Here’s what our sport psychologists had to say…

What are some good ways for a parent or athlete to approach their coach or deal with bullying if they suspect or feel as though it may be a problem?

Dr. Carly Anderson:

“I would recommend that the parent approach the coach and express their concern and the behaviors that are bothersome to them. It is important to ensure that the athlete is not at risk of retribution by the coach for the parent coming forward. If the coach is unable or unwilling to discontinue the bullying behaviors, then it may be time to consider finding a new coach. Certainly if the bullying looks like abuse, it should be reported. Parents and athletes should not have to tolerate justifications for bullying or threats, and should be leery if the bullying seems to be an ‘accepted’ part of your child’s sport environment. Especially with young athletes, being bullied by an “authority” figure like a coach can be detrimental to self-esteem, confidence, well-being and sport enjoyment.”

Dr. Justin Anderson:

“In youth sport, my recommendation would be to talk with the coach directly. Share some observations and concerns. I wouldn’t accuse the coach right out of the gate, but I would share how your child is receiving his/her messages. In higher level sports (e.g., high school), I would recommend having direct communication with the Athletic Director. Share your concerns and how your son/daughter is perceiving the behavior. Sometimes the AD’s are unaware of the behaviors and so it is important to bring it to their attention.”

How does coaching in pro sports differ from coaching at the youth level?
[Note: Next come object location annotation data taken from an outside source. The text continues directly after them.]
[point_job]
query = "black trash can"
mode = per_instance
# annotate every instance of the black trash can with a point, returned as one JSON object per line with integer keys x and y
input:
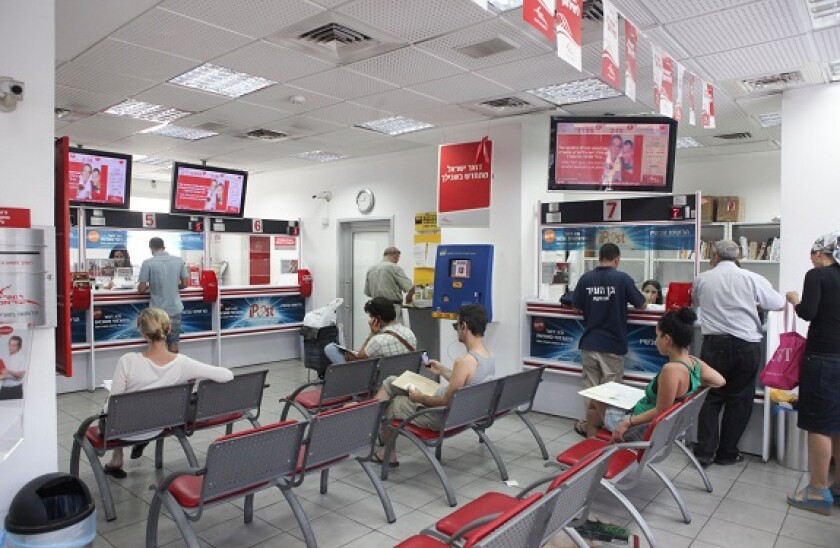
{"x": 51, "y": 510}
{"x": 314, "y": 341}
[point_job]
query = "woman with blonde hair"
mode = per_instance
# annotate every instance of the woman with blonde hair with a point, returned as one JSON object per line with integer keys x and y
{"x": 154, "y": 368}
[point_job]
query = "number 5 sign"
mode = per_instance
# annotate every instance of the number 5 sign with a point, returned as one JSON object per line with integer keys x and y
{"x": 612, "y": 210}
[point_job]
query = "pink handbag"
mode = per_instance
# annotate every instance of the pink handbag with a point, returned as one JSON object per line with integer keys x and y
{"x": 782, "y": 371}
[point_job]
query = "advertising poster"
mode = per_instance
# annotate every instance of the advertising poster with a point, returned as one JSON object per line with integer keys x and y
{"x": 540, "y": 15}
{"x": 708, "y": 115}
{"x": 208, "y": 190}
{"x": 569, "y": 24}
{"x": 630, "y": 37}
{"x": 118, "y": 322}
{"x": 558, "y": 339}
{"x": 465, "y": 177}
{"x": 97, "y": 179}
{"x": 257, "y": 312}
{"x": 613, "y": 155}
{"x": 609, "y": 55}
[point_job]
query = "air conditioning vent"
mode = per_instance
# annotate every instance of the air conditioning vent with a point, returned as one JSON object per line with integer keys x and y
{"x": 266, "y": 135}
{"x": 734, "y": 136}
{"x": 333, "y": 33}
{"x": 772, "y": 82}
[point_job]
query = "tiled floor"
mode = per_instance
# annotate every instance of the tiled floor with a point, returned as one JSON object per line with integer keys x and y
{"x": 747, "y": 508}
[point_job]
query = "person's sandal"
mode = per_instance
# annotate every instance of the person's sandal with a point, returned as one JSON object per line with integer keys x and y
{"x": 803, "y": 499}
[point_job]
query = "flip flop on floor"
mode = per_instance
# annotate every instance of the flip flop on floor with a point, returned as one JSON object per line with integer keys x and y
{"x": 378, "y": 460}
{"x": 115, "y": 472}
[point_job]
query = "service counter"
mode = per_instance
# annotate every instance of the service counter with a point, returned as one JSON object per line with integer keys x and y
{"x": 245, "y": 325}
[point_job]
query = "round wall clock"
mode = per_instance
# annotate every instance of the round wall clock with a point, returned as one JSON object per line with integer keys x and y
{"x": 365, "y": 200}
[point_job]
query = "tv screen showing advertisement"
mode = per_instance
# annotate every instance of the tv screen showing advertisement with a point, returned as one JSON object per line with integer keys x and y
{"x": 98, "y": 178}
{"x": 205, "y": 190}
{"x": 612, "y": 153}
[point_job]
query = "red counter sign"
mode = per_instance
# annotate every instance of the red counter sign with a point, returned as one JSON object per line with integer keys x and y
{"x": 464, "y": 179}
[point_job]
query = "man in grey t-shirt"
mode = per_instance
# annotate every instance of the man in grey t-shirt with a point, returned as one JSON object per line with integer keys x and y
{"x": 163, "y": 276}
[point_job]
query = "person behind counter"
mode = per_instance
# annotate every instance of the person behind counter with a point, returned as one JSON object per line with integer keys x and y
{"x": 155, "y": 368}
{"x": 680, "y": 377}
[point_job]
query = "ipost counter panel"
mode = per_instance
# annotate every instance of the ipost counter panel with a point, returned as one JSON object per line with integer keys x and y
{"x": 463, "y": 275}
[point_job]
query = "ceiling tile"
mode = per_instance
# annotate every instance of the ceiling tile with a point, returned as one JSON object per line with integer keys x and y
{"x": 271, "y": 61}
{"x": 256, "y": 18}
{"x": 342, "y": 83}
{"x": 179, "y": 35}
{"x": 405, "y": 67}
{"x": 416, "y": 21}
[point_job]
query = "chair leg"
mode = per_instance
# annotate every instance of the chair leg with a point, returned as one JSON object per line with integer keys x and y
{"x": 300, "y": 515}
{"x": 674, "y": 492}
{"x": 535, "y": 433}
{"x": 495, "y": 452}
{"x": 696, "y": 464}
{"x": 380, "y": 489}
{"x": 637, "y": 517}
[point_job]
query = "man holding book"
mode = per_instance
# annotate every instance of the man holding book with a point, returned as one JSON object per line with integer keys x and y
{"x": 475, "y": 366}
{"x": 387, "y": 337}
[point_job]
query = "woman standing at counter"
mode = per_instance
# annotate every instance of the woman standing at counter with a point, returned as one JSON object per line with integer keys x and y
{"x": 819, "y": 376}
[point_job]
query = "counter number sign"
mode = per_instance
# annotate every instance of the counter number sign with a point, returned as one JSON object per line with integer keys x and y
{"x": 612, "y": 210}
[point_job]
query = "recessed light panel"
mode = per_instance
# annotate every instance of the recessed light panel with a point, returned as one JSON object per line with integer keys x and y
{"x": 150, "y": 112}
{"x": 221, "y": 80}
{"x": 396, "y": 125}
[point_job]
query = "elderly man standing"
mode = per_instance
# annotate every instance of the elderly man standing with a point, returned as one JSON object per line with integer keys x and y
{"x": 387, "y": 279}
{"x": 729, "y": 298}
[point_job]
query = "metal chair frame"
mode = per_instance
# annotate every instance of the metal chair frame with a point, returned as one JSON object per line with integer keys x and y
{"x": 131, "y": 414}
{"x": 237, "y": 465}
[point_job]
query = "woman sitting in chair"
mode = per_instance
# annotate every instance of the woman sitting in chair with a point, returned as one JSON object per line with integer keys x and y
{"x": 155, "y": 368}
{"x": 678, "y": 379}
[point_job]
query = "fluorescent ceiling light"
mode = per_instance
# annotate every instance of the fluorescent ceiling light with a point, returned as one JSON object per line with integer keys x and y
{"x": 320, "y": 156}
{"x": 396, "y": 125}
{"x": 178, "y": 132}
{"x": 140, "y": 110}
{"x": 687, "y": 142}
{"x": 823, "y": 13}
{"x": 770, "y": 120}
{"x": 220, "y": 80}
{"x": 579, "y": 91}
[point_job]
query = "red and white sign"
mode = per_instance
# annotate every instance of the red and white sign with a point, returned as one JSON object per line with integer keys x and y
{"x": 609, "y": 55}
{"x": 540, "y": 15}
{"x": 630, "y": 37}
{"x": 464, "y": 181}
{"x": 708, "y": 116}
{"x": 15, "y": 217}
{"x": 569, "y": 13}
{"x": 692, "y": 103}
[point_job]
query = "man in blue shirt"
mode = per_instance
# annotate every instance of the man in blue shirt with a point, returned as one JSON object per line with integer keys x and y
{"x": 602, "y": 295}
{"x": 163, "y": 276}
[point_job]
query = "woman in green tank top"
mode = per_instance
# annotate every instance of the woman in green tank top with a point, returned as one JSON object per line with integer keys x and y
{"x": 680, "y": 377}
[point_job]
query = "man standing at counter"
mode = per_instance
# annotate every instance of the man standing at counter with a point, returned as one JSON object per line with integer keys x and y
{"x": 729, "y": 297}
{"x": 163, "y": 276}
{"x": 387, "y": 279}
{"x": 602, "y": 295}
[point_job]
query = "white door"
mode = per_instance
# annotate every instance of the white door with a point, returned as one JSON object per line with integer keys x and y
{"x": 361, "y": 244}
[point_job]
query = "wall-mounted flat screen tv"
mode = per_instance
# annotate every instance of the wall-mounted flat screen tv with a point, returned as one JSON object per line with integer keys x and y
{"x": 98, "y": 178}
{"x": 206, "y": 190}
{"x": 633, "y": 154}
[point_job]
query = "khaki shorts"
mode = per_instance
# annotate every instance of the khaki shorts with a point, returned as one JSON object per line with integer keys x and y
{"x": 400, "y": 407}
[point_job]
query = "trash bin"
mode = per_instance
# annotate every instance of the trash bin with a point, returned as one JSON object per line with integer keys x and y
{"x": 791, "y": 442}
{"x": 314, "y": 341}
{"x": 51, "y": 510}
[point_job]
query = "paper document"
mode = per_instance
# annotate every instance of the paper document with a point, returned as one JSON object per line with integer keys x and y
{"x": 418, "y": 382}
{"x": 615, "y": 394}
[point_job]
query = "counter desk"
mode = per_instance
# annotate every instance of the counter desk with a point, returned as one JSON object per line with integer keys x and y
{"x": 245, "y": 325}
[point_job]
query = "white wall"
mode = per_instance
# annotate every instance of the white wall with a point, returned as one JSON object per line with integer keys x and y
{"x": 26, "y": 154}
{"x": 809, "y": 180}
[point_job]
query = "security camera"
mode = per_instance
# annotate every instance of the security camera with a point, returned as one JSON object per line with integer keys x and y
{"x": 11, "y": 91}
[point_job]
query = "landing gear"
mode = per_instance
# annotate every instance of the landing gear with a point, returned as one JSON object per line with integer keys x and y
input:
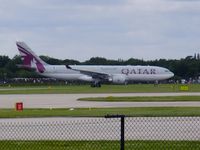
{"x": 96, "y": 84}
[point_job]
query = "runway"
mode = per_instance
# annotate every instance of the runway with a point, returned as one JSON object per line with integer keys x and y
{"x": 70, "y": 100}
{"x": 136, "y": 128}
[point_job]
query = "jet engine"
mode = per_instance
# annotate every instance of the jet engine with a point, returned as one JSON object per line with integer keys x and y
{"x": 118, "y": 79}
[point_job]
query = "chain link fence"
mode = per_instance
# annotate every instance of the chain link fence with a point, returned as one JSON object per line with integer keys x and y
{"x": 110, "y": 133}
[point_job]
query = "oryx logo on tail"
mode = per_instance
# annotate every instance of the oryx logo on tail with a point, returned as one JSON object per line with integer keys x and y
{"x": 30, "y": 60}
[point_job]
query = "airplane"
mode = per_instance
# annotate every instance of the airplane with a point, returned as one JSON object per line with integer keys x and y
{"x": 96, "y": 74}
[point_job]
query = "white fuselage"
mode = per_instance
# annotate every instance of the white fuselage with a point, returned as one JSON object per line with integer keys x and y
{"x": 125, "y": 73}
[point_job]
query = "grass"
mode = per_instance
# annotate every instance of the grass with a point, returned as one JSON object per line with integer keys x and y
{"x": 101, "y": 112}
{"x": 98, "y": 145}
{"x": 56, "y": 89}
{"x": 142, "y": 99}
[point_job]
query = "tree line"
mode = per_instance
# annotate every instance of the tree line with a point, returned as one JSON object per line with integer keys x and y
{"x": 185, "y": 68}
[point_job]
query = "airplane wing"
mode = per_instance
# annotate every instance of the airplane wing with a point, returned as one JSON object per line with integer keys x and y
{"x": 93, "y": 74}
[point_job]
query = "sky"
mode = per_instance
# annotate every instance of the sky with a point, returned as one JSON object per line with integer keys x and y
{"x": 113, "y": 29}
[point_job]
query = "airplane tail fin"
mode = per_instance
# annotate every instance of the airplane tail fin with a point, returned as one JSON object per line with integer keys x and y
{"x": 29, "y": 58}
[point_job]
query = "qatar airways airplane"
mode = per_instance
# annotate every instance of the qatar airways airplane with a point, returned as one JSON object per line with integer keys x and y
{"x": 96, "y": 74}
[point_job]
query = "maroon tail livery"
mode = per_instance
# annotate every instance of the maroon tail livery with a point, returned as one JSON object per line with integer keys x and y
{"x": 30, "y": 60}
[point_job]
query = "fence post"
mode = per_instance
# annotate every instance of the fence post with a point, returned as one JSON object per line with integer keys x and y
{"x": 122, "y": 117}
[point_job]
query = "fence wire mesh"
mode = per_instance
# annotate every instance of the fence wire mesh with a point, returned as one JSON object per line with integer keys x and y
{"x": 100, "y": 133}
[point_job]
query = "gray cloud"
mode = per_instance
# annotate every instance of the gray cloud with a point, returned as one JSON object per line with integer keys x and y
{"x": 80, "y": 29}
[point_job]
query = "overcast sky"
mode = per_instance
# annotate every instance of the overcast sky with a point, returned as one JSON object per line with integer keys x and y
{"x": 81, "y": 29}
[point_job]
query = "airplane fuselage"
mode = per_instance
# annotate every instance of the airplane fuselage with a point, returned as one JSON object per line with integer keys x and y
{"x": 125, "y": 73}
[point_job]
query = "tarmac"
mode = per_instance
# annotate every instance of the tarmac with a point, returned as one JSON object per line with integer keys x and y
{"x": 70, "y": 100}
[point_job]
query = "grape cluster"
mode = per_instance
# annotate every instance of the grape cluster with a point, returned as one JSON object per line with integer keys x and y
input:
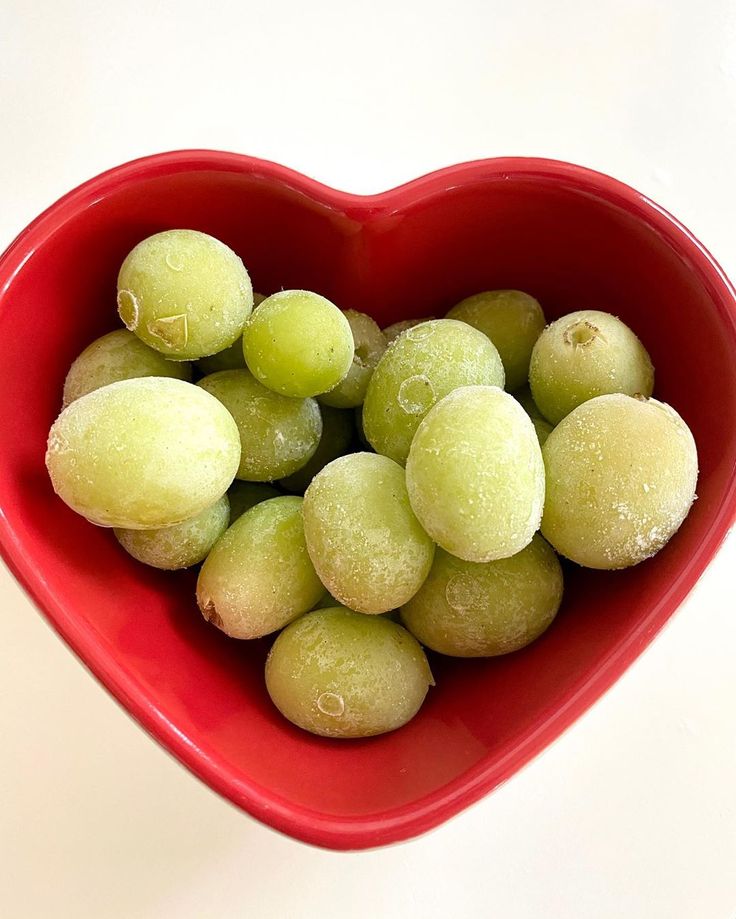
{"x": 329, "y": 474}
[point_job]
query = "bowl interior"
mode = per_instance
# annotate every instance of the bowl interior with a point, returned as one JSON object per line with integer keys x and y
{"x": 566, "y": 236}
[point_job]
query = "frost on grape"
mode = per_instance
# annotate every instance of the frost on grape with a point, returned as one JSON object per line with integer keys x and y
{"x": 416, "y": 395}
{"x": 332, "y": 704}
{"x": 173, "y": 331}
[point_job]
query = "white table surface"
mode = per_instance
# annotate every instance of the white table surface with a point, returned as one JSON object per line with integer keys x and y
{"x": 632, "y": 813}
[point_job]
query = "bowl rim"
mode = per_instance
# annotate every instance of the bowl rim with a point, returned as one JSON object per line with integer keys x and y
{"x": 419, "y": 816}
Why might yelling or what may be perceived as bully behavior be more acceptable in these situations?

Dr. Justin Anderson:

“Coaching at the pro level is a very different job than coaching at the youth or high school levels. For instance, yelling and getting into adult athletes’ faces can create some motivation and therefore it can be an appropriate approach at the pro level. However, at the youth and high school sport level, yelling and getting in players faces doesn’t help motivate. It often has the opposite effect long term and can de-motivate athletes and lead to burnout. We strongly recommend that youth and high school coaches set realistic expectations and hold their athletes accountable, but do it with a teaching style versus a yelling style.”

What is a good way for a parent to discuss and process the athlete’s feelings and thoughts concerning the bullying?

Dr. Alexandra Wagener:

“It is essential to allow and encourage your child to talk about his or her bullying experience in a safe environment. Empathize and listen to your child without judgment. It is important to remind your child that while he or she experienced someone who was a bully, there are still many people in the world that are full of kindness and compassion, and following in their footsteps is encouraged. Beginning to move forward one step at a time, working together, and reminding yourself and your child that he or she is resilient can help in the healing process.”

In conclusion, the act of bullying is quite prevalent. However, just because it’s “popular” doesn’t mean that it has to be an accepted behavior. It may be difficult or uncomfortable, but for the sake of your (or your athlete’s) mental health, it’s important to speak up. No win is worth the damaging effects of being bullied.